Hours before his abduction, Jan had appeared on a TV program where he read from what he claimed were hospital records contradicting the government's denial that live ammunition was used by security forces or that any protesters were killed during the dispersal. Bashir was released on a street three hours later, while Jan was subsequently charged with terrorism and possession of narcotics. A First Information Report (FIR) alleged that he was found with 246 grams of methamphetamine at a vehicle checkpoint in Islamabad's E-9 area. The case was registered at 3:20 a.m., nearly an hour after the reported incident.
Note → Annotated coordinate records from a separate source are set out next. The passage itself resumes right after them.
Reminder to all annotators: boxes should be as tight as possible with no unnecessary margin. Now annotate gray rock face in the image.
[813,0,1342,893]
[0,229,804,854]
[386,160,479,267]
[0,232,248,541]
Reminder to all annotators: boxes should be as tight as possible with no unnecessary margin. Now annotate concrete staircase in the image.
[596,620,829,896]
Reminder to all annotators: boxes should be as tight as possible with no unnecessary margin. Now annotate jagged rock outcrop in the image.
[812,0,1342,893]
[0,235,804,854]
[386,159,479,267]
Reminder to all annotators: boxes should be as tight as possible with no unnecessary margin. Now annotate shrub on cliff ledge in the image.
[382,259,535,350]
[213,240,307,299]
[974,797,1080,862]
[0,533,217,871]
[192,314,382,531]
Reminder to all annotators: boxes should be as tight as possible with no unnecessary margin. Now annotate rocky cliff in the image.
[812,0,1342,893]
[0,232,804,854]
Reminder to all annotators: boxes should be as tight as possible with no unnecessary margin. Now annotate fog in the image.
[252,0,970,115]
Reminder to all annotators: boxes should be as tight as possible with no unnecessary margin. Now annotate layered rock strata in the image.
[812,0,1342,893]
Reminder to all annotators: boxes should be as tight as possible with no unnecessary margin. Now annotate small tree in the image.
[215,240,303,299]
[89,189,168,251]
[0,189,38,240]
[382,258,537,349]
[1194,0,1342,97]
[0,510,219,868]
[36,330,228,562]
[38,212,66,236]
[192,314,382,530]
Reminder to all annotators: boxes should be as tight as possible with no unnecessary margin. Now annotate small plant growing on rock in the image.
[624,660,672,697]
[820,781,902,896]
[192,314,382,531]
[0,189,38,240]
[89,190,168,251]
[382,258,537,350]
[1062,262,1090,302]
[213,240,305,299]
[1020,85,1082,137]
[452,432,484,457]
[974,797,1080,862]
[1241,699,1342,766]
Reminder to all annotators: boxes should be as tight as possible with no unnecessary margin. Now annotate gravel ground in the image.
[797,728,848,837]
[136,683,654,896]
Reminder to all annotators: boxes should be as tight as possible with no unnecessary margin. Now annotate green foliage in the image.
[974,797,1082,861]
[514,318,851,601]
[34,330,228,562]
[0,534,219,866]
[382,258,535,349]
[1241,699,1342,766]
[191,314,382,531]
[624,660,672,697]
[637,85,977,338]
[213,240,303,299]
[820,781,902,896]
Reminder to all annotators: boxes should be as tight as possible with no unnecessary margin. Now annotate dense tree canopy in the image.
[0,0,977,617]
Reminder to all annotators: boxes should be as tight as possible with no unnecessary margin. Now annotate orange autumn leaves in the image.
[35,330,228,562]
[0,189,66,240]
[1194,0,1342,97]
On 30 November, he was presented in an anti-terrorism court in Islamabad from where he was released on bail.

== International reaction ==

Amnesty International called for an “urgent and transparent” investigation into the crackdown which it called deadly for the protesters.

The Secretary-General of the United Nations, Antonio Guterres deplored the violence in the protests, and called for calm and restraint on all sides.

Democratic American Congresswoman Rashida Tlaib has condemned what she called was the “brutal repression” of demonstrators in Pakistan, adding that political violence was being used to "suppress democracy". "I stand with the brave Pakistanis who are rising up and protesting for change," she posted on X.

Senator Fatima Payman of the Australian Senate reacted to the event stating that “The Australian government needs to take action like the US Congress and impose visa bans and asset freezes on General Asim Munir and others involved in corruption and human rights abuses”.

Ro Khanna, a U.S. Representative from California tweeted that he was "[h]orrified by reports of an attempted cover-up of the alleged killings of peaceful protestors by Asim Munir's regime in Pakistan."